Languages —

Wednesday, April 24, 2024

More

    As food is weaponized by war, Somaliland’marches to hunger.’

    Share This Post

    Fahima’s youngest son was fading away by the time she gathered together $10 (€9.40) for a ride to the health clinic. Bilar weighed only 10 pounds when he was taken to the pediatric paediatric ward at the age of 16 months, less than half the typical weight for a baby boy his age.

    “His entire demeanor has changed,” observed Fahima in Somaliland, a self-governing province in northern Somalia.

    “He was outgoing and enjoyed playing.” As you can see, he’s run out of options.”

    “Food has grown so much more expensive in the last two months, the price of rice has doubled,” she remarked, swatting a fly away from Bilar’s head.
    “Because of the higher expense, we are forced to buy less.” 
    I’m having trouble.

    The consequences could have been deadly for Bilar. He is now receiving treatment for severe malnutrition — but many children have fared worse.

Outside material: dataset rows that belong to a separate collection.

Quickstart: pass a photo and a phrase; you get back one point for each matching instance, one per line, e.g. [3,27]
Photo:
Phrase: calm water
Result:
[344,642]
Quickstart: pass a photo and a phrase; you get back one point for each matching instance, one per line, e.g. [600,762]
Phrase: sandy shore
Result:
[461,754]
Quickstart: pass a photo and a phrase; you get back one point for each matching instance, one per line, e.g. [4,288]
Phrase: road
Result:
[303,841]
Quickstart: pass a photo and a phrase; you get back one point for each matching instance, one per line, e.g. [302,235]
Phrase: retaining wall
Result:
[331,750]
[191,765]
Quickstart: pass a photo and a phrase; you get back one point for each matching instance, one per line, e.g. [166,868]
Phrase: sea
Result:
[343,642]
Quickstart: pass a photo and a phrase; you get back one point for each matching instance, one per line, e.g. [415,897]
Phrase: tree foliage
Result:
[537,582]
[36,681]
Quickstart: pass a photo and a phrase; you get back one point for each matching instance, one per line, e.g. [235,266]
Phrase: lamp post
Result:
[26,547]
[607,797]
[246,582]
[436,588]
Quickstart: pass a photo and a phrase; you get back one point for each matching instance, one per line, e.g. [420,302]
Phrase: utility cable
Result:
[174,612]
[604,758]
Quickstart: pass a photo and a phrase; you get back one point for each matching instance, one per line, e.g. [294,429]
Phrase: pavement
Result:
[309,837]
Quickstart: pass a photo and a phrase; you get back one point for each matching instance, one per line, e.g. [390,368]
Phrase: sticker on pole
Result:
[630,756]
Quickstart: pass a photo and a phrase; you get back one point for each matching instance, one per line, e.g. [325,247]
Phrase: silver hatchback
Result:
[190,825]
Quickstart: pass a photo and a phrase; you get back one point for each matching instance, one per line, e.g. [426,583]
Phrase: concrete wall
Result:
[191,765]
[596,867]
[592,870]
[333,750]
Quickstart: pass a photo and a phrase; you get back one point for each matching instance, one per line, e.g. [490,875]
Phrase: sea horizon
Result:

    The pair are among 15 million people experiencing acute hunger or starvation across the Horn of Africa amid a food crisis caused by the war in Ukraine and a major drought.

    According to estimates from Save the Children and Oxfam, one child is dying every 48 seconds in the region.

    Somalia is facing some of the worst of it — 81,000 people are already living in “pockets” of famine and the United Nations has warned that 350,000 children in the country will die by the summer without urgent action.

    “The situation is becoming worse by the day,” says Mohamud Mohamed Hassan, director of Save the Children Somalia.

    “The war in Ukraine has dealt a blow to what was already a perilous situation for families and children… The result is inflated market prices and unaffordable food and fuel prices.”

    The Horn of Africa is heavily dependent on imports of grain and sunflower oil — vital basic foodstuffs that are stuck in Ukraine because of a Russian blockade of the Black Sea port of Odesa.

    The Russian army has also been accused of destroying equipment and stealing grain in Ukraine.

    Russia and Ukraine export around a fourth of the world’s wheat, and the West is concerned that Putin is attempting to weaponize food supply, with 25 million tons of grain rotting in silos due to Moscow’s naval blockade.

    90 percent of Somalia’s wheat imports come from Russia and Ukraine. The World Food Programme (WFP) has warned that the country, along with Ethiopia and Kenya, will be “hardest hit by global wheat trade shocks.”

    “Food prices have risen in a dramatic way this year that we did not foresee,” says Abdul Risaac, mayor of Burao, a small city in the center of Somaliland, a de facto state that is internationally recognized as part of Somalia. “Food is available in some places.”

    “It’s a very unfortunate situation that we are in.”

    The spiralling food costs come on top of the worst drought in 40 years and pandemic-related economic disruption.

    It’s a situation that looks set to deteriorate, with few signs of an end to soaring global prices.

    By some estimates, the world has just 10 weeks worth of stockpiled wheat left, while India — the second-largest producer — has suspended exports amid concerns that extreme temperatures could wipe out up to 15pc of this year’s harvest.

    Meanwhile, the Horn of Africa’s rainy season, which runs between April and June, has brought with it little rain, raising a very real prospect of a fourth consecutive failed season.

    Without intervention, the WFP estimates that a further five million people will “march towards starvation” by the end of the year, taking the total facing food insecurity to 20 million.

    “It’s a really bad situation,” says Lizzie Walker, head of the British Government’s Office in Hargeisa, the capital of Somaliland. “It’s looking worse than [the famine in] 2011.”

    But although a rapid response during the 2016-17 drought in Somalia averted a famine on the scale of 2011 — when 260,000 people died — it looks unlikely that assistance will match the scale of the current crisis.

    For Fahima, sitting cross-legged on the health clinic’s tiled floor, there’s little to do bar pray.

    “Of course I am worried. I feel helpless… I have no stable way of getting food,” she says. “But, God willing, we’ll survive.”